Hi Hal,

you are right. Preston's dependence-analysis and Polly are sharing the same

problem. As far as I know, non of us implemented a solution yet.

Preston, what is your status on multi-dim arrays?

As stated earlier the problem is that access functions to multi-dimensional arrays

are linearized at LLVM-IR level. Unfortunately it is a lot harder to reason about

linearized accesses. Hence, we want to recover the multi-dimensional access function.

In LLVM-IR words: When we currently analyze a multi-dimensional

variable length memory access, we calculate a single SCEV expression

which describes the memory access. However, we would prefer to have for

each array dimension a separate SCEV* expression. Those individual expressions

will be a lot easier to analyze.

I think there are two major directions we can go:

1) Represent multi-dimensional access functions in LLVM-IR

Instead of linearizing multi-dimensional array accesses to single

dimensional array accesses, we extend LLVM-IR such that it can express

multi-dimensional accesses and we ensure that front-ends directly

generate LLVM-IR multi-dimensional accesses.

2) Recover multi-dimensionality from linearized accesses

We take a linearized single-dimensional SCEV* expression, apply some

magic and recover both the number and size of the original array

dimensions as well as a set of SCEV* expressions describing the individual

access functions of the original dimensions.

Both approaches have advantages/disadvantages:

Approach 1)

Pro:

- Provides exact information about multi-dimensional arrays,

if the multi-dimensionality is explicit in the source program

Contra:

- We need to explicitly express multi-dimensionality in LLVM-IR

- Front-ends need to explicitly generate the multi-dimensional IR

- Existing passes need to maintain and reason about the new IR

- Only C99 supports variable length arrays.
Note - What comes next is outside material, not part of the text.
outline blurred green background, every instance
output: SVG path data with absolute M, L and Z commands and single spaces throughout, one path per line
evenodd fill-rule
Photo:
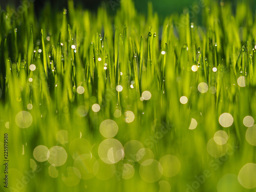
M 67 7 L 68 0 L 60 1 L 39 1 L 39 0 L 25 0 L 25 2 L 34 2 L 35 10 L 36 12 L 39 12 L 41 10 L 42 6 L 47 2 L 50 2 L 52 6 L 61 10 L 63 7 Z M 81 6 L 83 8 L 89 9 L 91 11 L 95 11 L 97 8 L 102 4 L 105 7 L 109 8 L 110 13 L 111 12 L 115 13 L 117 8 L 120 6 L 122 1 L 124 0 L 74 0 L 75 6 Z M 134 1 L 135 7 L 137 10 L 143 14 L 146 14 L 147 12 L 147 4 L 150 2 L 152 2 L 153 10 L 157 12 L 160 17 L 163 17 L 169 15 L 172 13 L 177 13 L 181 14 L 184 9 L 189 9 L 192 10 L 193 6 L 195 5 L 203 5 L 205 2 L 210 1 L 210 0 L 180 0 L 180 1 L 170 1 L 170 0 L 137 0 Z M 231 3 L 233 8 L 233 11 L 236 11 L 235 8 L 236 5 L 239 2 L 242 2 L 244 3 L 247 3 L 250 5 L 254 11 L 256 9 L 256 4 L 254 0 L 211 0 L 211 1 L 217 1 L 220 4 L 221 2 L 224 3 Z M 8 0 L 7 1 L 0 1 L 1 8 L 5 9 L 7 4 L 8 5 L 13 5 L 16 8 L 22 4 L 21 0 Z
Most existing C/C++

programs have a manual implementation of variable length

arrays, which cannot be automatically translated by the front-end.

Approach 2)

Pro:

- Does not distinguish between manually simulated multi-dimensional

arrays and multi-dimensional arrays that have been explicitly

expressed in the source code.

- Changes are limited to an LLVM-IR analysis

Contra:

- The general problem is difficult

- We may need to add some run-time checks as statically proving

the delinearization may not be entirely possible

I personally would first have a look at approach '2'. Access functions of

multi-dimensional follow often a very regular structure, which appears not

only for accesses generated by compiler front-ends, but also for

manual implementations of multi-dimensional arrays. One common pattern

is that there is a single parameter that represents the size of a

dimension [1]. Meaning SCEV* expressions describing access to an array "A[m][p]" will contain the sizes '%p' and '%m * %p' more or less explicit.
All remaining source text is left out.